I saw my primary doctor again and asked for a referral to get blood work done to check my thyroid…those tests came back “in normal ranges.”
I’ve seen a wide variety of other non-traditional / holistic healers and all, so far, to no avail.
Limitations…or are they?
As you might imagine, as an online business manager / virtual assistant and a speaker / trainer, I did a great deal of speaking before this condition presented itself in my life in 2013. I’ve adapted my business around the condition and I’m grateful for the current clients I have that understand I host meetings via Skype and Google Hangout in order to stay connected. I’m able to type my responses while they talk – plus, we get true face-to-face time which is also really fun. My team has also been an invaluable support to me – they are all willing to connect via various instant messenger interfaces and constantly support me. I also talk to some of my family members on Skype – mostly my dad, as before I lost my voice, we chatted a few times a week by phone…I’m grateful that he has also adapted with my condition. Those factors have made this journey slightly more tolerable. 🙂
Some of the other things that have become very difficult for me include using the phone (since my voice is barely a whisper, it doesn’t come through on a phone or via computer mic and speakers). One thing that’s a real challenge is scheduling appointments – I have to physically go in and book an appointment with my doctor or whomever, or I rely on a friend or teammate to call on my behalf. I also do not eat out at restaurants alone as the wait person doesn’t typically understand why I am pointing to my choices and I’m able to hear them. I’ve gotten a lot of very confused and blank stares when people presume that I may be hearing impaired because of my vocal condition.
I’ve recently downloaded an app on my smart phone that is a “text to speech” app and it allows me to (in close proximity) be able to speak to others. I did try it at lunch with friends this week and it was difficult for them to hear, which is why only in close proximity does it work.
I get asked a lot “how do I do it?” and told “if that were me, I’d go crazy.” As I reflect on that question and statement, I realize that I’m very strong and I’m here for a reason – I think my journey will be a path for others. I refuse to give up hope, I refuse to “play the victim” as neither are my personality…I am a fighter and I intend to see this through as I’ve done every other challenge in my life: one day at a time, ask for help where I need to, cry when I’m feeling down, ask for prayers when I need to, and know that I’m here for a reason.
As for what’s next for me…
Medically, I’m unsure of my next step, as I still do not feel the botox option is a good choice for me. I continue to research options…I’ve connected with a few groups on Facebook and it’s been great to meet others with the same or similar conditions. I’ve also connected with a support group in my area that meets 4 times a year, I plan on attending their upcoming meeting in May.
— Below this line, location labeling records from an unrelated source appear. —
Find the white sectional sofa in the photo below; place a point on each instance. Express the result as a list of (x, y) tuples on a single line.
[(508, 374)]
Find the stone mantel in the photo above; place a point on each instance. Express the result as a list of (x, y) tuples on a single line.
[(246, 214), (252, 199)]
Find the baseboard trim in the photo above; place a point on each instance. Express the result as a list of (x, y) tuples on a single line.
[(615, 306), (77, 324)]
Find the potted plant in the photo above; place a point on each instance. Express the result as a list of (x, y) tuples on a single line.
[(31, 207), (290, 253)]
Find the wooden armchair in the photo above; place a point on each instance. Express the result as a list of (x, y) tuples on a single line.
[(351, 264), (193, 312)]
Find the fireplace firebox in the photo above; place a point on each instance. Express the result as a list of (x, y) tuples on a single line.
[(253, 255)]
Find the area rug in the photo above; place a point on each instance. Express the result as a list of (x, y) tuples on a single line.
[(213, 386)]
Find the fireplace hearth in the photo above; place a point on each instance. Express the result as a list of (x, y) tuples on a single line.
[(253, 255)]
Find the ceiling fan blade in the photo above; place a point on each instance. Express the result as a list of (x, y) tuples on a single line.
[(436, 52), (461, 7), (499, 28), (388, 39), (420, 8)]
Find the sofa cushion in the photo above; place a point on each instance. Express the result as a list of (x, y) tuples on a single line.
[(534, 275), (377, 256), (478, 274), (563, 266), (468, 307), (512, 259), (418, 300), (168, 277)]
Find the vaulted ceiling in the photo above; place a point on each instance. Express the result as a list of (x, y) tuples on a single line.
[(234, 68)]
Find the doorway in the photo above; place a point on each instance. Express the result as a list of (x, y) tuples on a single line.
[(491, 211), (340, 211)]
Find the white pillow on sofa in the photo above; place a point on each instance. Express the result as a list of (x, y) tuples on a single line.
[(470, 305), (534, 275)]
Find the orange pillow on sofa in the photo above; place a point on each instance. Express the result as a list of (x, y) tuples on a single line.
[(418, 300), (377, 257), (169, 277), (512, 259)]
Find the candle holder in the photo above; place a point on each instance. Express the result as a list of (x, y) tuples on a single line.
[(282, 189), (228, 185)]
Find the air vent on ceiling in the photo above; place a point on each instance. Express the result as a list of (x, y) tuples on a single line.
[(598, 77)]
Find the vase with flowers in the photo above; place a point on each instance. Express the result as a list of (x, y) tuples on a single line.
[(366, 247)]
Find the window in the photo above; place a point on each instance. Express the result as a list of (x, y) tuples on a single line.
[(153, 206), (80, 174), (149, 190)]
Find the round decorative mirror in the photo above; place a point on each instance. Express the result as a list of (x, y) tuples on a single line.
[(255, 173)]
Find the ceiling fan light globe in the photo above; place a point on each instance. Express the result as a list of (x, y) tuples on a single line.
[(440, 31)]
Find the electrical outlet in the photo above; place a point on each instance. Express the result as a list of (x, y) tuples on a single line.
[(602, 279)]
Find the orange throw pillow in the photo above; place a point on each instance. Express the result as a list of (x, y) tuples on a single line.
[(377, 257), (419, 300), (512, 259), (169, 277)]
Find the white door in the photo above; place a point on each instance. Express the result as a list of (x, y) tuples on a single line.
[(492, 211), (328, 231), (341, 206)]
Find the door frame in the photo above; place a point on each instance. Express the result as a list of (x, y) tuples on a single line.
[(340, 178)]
I saw my primary doctor a few weeks ago and asked for a referral to a neurologist and I am waiting for that call to get the appointment booked.
Personally and spiritually, I continue to persevere and pray as I know God has me here for a reason. And I think part of it is the book I’m writing about my experience called “Rising Out of the Ashes: Reconnecting to Your Joy Through Grief.” I’m also creating a Bible study to accompany it.
Also on a personal note, I have to say that my support network has been critical for me this past year and a half…there are many people who have been there for me during this time and I appreciate each and every one of them, more than words could begin to convey.